University News

After five years, Rabbi Rackover to leave Brown and Hillel

By
Staff Writer
Wednesday, December 5, 2012

 

Rabbi Mordechai Rackover, associate University chaplain for the Jewish community, will be leaving the University at the end of the academic year.

The announcement was made in an internal Hillel community email Friday and confirmed by Rackover in a tweet Monday night.

Rackover, who started at the University in 2008, said his decision to leave was driven by his family. “As a family, we’re trying to find the right community and the right schools for our kids,” he said. “It’s the fifth year, so it’s kind of a nice bookend.” 

Marshall Einhorn, executive director of Hillel, said the search for a new rabbi will begin soon and extend through most of the spring semester. Because the position holds responsibilities with both the University and Hillel, the search committees will include a range of contributors. Reverend Janet Cooper Nelson, University chaplain, said the dual nature of the position makes the search process more complex.

“Mordechai actually holds two jobs – he gets two paychecks, he has two sets of accountabilities,” Cooper Nelson said. “There’s a lot of connections that have to be worked out.”

Though the structures of potential search committees have not been determined, both Einhorn and Cooper Nelson said it is important to involve undergraduate students in the hiring process.

“We view it as a community effort to find the right fit for our next rabbi and certainly that starts with the students,” Einhorn said. He added that outside of interviews and committees, the candidates’ visits to campus will include “significant interaction with students in different settings.”

Since his hiring, Rackover has initiated a number of programs in the Hillel community including student-run high holiday ceremonies and a weekly community study of Jewish texts. Rackover also encouraged more students to participate in Birthright trips to Israel. 

Rackover said his imminent departure will not affect his work, adding that he recently received a grant to purchase Kindle readers as part of a literacy program he will be working on through the spring semester. 

Rackover has been a tremendous teacher for the Jewish community, Einhorn said. Lex Rofes, student president of Hillel, said students will remember Rackover’s spiritual knowledge and openness.

 “He provides a lot to students who learn with him. He has been a great asset to our Hillel and has worked with students a great deal on a number of different projects,” Rofes said.

Cooper Nelson stressed Rackover’s enthusiasm for teaching about Judaism. “He loves learning about, loves talking about it,” she said. “That was a very wonderful synergy for Brown because Brown tends to draw people that love learning.”
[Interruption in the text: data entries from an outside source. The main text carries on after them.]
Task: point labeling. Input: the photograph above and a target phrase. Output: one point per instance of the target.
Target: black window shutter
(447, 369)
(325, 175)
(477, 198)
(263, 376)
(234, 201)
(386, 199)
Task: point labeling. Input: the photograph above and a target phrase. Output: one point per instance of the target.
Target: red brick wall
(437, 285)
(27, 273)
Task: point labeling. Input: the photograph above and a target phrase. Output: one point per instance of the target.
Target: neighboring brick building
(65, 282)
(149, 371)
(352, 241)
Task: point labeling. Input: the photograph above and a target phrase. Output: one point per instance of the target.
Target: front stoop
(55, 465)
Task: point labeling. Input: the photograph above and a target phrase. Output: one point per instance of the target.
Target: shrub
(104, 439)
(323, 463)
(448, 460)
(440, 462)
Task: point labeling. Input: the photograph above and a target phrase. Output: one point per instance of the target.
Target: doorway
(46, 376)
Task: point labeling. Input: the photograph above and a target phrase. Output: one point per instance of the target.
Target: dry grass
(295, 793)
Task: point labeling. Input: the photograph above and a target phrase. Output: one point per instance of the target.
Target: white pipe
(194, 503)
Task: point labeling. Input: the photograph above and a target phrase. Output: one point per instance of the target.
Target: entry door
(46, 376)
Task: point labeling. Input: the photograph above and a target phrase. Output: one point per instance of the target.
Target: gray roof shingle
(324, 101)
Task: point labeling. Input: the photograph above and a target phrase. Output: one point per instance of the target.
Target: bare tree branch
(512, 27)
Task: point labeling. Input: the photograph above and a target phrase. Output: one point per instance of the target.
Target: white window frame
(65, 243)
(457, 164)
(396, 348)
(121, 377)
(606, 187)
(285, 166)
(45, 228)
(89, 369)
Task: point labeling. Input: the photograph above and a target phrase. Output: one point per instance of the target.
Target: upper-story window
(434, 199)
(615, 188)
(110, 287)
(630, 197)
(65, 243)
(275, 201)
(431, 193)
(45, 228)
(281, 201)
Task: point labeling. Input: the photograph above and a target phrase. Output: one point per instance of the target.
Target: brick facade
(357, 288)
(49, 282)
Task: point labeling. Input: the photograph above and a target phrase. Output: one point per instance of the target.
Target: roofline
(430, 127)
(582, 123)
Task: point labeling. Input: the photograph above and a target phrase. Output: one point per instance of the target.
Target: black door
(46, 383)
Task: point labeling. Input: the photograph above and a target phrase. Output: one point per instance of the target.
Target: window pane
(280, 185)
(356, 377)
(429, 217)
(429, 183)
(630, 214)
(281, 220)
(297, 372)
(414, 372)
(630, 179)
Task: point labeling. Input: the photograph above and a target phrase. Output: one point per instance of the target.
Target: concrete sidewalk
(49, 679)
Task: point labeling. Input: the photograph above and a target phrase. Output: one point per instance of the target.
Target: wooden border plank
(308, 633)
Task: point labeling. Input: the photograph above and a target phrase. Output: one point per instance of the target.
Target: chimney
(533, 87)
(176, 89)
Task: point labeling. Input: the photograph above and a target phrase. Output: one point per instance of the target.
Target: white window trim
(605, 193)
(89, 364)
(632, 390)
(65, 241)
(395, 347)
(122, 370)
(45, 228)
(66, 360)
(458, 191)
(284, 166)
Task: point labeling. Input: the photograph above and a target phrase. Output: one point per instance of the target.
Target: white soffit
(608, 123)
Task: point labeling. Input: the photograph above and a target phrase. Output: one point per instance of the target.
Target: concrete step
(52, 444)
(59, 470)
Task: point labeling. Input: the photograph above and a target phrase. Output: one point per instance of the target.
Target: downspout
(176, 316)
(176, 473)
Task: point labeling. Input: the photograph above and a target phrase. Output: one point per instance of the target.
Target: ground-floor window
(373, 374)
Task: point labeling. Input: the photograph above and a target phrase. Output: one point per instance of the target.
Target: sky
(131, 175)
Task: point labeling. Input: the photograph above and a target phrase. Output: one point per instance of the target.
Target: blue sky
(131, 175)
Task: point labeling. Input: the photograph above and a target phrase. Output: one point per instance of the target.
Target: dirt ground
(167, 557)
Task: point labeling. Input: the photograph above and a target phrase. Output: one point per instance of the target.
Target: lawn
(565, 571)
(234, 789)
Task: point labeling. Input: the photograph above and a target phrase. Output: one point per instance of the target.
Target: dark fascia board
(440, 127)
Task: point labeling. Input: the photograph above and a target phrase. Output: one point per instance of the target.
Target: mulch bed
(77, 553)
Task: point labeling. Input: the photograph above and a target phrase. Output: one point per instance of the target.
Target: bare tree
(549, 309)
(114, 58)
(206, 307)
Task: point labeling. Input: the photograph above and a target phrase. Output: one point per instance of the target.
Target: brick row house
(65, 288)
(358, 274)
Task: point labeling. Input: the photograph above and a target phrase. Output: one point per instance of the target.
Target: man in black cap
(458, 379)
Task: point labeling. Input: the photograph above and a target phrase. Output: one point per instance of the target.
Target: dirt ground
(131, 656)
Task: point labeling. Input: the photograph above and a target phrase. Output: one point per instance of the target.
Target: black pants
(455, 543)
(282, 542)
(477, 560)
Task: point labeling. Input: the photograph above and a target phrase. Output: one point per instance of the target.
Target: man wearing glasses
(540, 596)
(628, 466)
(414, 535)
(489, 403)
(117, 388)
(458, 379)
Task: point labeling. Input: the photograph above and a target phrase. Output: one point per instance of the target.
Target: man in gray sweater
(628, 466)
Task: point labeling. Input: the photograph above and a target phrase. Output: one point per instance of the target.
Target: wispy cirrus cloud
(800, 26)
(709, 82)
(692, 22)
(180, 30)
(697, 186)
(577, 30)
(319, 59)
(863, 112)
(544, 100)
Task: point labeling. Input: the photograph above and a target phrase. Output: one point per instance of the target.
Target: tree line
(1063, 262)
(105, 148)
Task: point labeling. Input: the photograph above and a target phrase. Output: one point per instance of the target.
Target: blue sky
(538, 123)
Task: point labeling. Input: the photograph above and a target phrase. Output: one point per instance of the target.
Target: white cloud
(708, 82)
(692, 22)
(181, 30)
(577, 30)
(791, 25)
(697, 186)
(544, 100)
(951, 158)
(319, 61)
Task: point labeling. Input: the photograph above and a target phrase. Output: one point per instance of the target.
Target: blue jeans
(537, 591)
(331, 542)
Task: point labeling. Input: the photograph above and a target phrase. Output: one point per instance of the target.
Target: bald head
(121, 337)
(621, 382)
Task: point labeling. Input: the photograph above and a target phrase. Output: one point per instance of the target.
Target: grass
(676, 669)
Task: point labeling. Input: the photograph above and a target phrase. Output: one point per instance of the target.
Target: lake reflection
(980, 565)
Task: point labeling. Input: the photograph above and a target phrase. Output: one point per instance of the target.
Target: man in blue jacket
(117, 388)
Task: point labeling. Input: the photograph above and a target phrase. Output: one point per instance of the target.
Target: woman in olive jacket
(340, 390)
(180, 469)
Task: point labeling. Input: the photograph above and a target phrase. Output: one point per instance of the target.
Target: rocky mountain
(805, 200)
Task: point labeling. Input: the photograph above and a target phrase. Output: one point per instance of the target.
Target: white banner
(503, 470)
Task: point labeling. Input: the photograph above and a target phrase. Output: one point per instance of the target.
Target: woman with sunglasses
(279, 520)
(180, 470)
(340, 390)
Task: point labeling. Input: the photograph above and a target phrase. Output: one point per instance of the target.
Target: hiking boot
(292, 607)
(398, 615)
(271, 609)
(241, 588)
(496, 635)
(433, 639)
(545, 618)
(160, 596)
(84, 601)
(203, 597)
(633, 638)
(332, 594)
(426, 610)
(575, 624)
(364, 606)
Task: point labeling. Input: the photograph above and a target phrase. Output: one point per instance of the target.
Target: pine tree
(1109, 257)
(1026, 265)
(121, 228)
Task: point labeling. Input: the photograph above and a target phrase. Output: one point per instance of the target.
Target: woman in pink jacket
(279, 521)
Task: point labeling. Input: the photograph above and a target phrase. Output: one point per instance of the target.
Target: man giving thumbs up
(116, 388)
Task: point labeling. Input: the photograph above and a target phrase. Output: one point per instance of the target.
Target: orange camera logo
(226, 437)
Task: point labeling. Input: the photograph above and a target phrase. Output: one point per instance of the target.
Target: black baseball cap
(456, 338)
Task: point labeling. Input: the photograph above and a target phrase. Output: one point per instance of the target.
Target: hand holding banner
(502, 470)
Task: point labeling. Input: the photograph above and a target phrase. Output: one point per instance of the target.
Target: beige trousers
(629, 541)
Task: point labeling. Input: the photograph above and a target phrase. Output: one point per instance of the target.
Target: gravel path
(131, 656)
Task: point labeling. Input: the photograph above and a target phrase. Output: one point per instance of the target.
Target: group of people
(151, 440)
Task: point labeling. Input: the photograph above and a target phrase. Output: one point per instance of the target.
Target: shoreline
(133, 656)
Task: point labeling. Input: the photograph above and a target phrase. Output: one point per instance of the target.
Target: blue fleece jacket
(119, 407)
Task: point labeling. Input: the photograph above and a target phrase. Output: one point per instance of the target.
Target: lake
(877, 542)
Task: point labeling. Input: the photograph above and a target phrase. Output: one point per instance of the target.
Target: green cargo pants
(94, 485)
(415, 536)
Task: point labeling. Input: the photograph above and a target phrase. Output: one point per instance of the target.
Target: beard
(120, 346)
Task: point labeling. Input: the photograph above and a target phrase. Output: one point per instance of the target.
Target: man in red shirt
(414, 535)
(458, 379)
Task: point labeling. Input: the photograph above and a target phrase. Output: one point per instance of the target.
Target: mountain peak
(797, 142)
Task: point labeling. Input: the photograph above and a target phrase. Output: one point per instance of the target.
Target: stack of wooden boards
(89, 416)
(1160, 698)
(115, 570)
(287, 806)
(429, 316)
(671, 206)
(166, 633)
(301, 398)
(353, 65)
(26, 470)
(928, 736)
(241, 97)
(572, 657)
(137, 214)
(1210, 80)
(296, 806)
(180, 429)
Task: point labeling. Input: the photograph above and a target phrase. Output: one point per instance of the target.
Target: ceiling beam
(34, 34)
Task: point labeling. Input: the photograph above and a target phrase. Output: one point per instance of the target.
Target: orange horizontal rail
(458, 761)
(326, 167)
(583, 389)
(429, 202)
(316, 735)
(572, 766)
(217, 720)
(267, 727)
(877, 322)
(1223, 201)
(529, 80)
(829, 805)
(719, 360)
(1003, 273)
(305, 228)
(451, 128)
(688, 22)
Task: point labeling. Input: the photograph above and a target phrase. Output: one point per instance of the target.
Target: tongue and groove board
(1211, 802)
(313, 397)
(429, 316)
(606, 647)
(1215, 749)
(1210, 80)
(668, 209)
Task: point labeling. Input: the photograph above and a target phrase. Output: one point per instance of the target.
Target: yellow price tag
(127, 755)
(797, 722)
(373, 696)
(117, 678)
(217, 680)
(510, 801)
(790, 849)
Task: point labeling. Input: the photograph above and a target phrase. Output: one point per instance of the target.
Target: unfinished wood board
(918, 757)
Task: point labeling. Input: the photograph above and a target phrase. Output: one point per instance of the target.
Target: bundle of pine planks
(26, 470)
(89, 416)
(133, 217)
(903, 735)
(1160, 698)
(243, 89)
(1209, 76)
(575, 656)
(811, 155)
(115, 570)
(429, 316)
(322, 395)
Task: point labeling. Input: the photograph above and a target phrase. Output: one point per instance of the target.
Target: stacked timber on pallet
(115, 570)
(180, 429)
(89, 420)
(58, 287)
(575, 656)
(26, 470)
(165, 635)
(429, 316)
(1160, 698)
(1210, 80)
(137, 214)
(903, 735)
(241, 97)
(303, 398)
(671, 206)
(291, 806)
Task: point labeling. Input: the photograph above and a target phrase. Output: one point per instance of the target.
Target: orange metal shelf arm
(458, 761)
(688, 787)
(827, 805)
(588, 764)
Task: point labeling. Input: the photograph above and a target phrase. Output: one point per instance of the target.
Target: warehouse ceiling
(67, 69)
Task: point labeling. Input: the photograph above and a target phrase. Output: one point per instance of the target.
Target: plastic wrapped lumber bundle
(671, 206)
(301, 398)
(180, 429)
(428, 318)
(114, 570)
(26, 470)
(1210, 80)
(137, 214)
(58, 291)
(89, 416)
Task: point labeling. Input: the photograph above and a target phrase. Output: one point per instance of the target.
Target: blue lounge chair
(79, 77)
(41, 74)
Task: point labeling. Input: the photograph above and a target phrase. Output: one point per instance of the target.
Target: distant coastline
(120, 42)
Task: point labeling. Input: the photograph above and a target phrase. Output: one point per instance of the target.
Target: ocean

Students have expressed some surprise and sadness since the announcement because of the connections they have established with Rackover, Einhorn said. 

Though Rackover said he never worked on a campus before, he said he enjoyed his time at the University because of the students he has gotten to know. 

“In the process of my interview and learning about the institution I came to understand that students were very bright and very self-motivated,” Rackover said. “I’ve found great student interactions and nice experiences with people learning.”

Rofes said Rackover will be missed. “We’re sad to see him go,” he said. “But at the same time, we are optimistic we can find someone who can continue all the great work that he’s done.”